# Anyone been out to the LuLu?



## WhackUmStackUm (Jan 31, 2010)

Any fish on it?

Is it worth the trip?


----------



## swander (Dec 1, 2007)

Saw this video by Garys Gulf Divers. Also read a report where there are some small reef fish and several schools of snapper. Pretty sure Garys is putting a nite dive charter together.

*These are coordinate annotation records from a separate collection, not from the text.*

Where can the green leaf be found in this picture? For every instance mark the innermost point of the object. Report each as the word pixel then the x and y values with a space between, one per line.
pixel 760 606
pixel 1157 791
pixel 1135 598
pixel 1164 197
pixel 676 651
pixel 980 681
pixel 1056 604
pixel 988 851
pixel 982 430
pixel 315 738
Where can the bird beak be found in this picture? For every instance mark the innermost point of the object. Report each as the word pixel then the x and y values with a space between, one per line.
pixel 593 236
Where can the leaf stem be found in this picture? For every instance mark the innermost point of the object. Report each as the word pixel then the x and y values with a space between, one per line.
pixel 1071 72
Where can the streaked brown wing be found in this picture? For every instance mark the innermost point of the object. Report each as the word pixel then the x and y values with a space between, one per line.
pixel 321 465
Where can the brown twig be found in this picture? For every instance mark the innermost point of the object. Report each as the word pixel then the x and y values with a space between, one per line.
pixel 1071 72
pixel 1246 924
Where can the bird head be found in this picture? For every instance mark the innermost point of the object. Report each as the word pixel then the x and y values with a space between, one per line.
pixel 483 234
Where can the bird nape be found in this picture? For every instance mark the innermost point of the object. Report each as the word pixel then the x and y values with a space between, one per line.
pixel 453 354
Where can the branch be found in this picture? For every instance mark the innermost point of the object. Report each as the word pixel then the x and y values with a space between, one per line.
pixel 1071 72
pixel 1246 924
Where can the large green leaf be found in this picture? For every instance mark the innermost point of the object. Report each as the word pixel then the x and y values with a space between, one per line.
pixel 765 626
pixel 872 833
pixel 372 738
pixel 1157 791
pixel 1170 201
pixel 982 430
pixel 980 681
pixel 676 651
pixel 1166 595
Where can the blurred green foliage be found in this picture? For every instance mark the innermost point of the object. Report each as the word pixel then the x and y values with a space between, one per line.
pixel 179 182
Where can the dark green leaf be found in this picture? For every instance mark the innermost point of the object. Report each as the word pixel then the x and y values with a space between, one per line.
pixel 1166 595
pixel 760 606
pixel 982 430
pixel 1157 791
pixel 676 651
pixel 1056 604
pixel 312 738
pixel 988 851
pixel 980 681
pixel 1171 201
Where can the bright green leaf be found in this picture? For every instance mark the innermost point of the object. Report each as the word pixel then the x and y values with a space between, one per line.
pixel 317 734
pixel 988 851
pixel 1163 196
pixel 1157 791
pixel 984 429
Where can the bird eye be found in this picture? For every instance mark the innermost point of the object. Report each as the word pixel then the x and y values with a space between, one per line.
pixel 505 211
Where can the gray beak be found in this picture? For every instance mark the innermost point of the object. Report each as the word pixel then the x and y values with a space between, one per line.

https://www.youtube.com/watch?v=jQQldk9uL7w&feature=youtube_gdata_player


----------



## kandv2000 (May 10, 2012)

How old is that? Looks brand new.


----------



## Lexcore (May 5, 2012)

http://www.floridadiveconnection.com/the-lulu-is-newest-wreck-dive-for-divers-in-florida-panhandle/

Here a write up, from reading it, it looks like fish has made it their new home already. :yes:


----------



## swander (Dec 1, 2007)

kandv2000 said:


> How old is that? Looks brand new.


 

They sunk it May 26th. :thumbsup:


----------



## WhackUmStackUm (Jan 31, 2010)

Thanks guys.


----------



## flappininthebreeze (Jul 13, 2009)

*Lulu*

Sunk on Sunday, open for diving Memorial Day Monday. Already had keeper snapper on it on Monday, but just a few. Should have bait on it within the month, and will build from there. It will be a good site, but will be hugely popular with divers, so expect a few squabbles. :whistling:


----------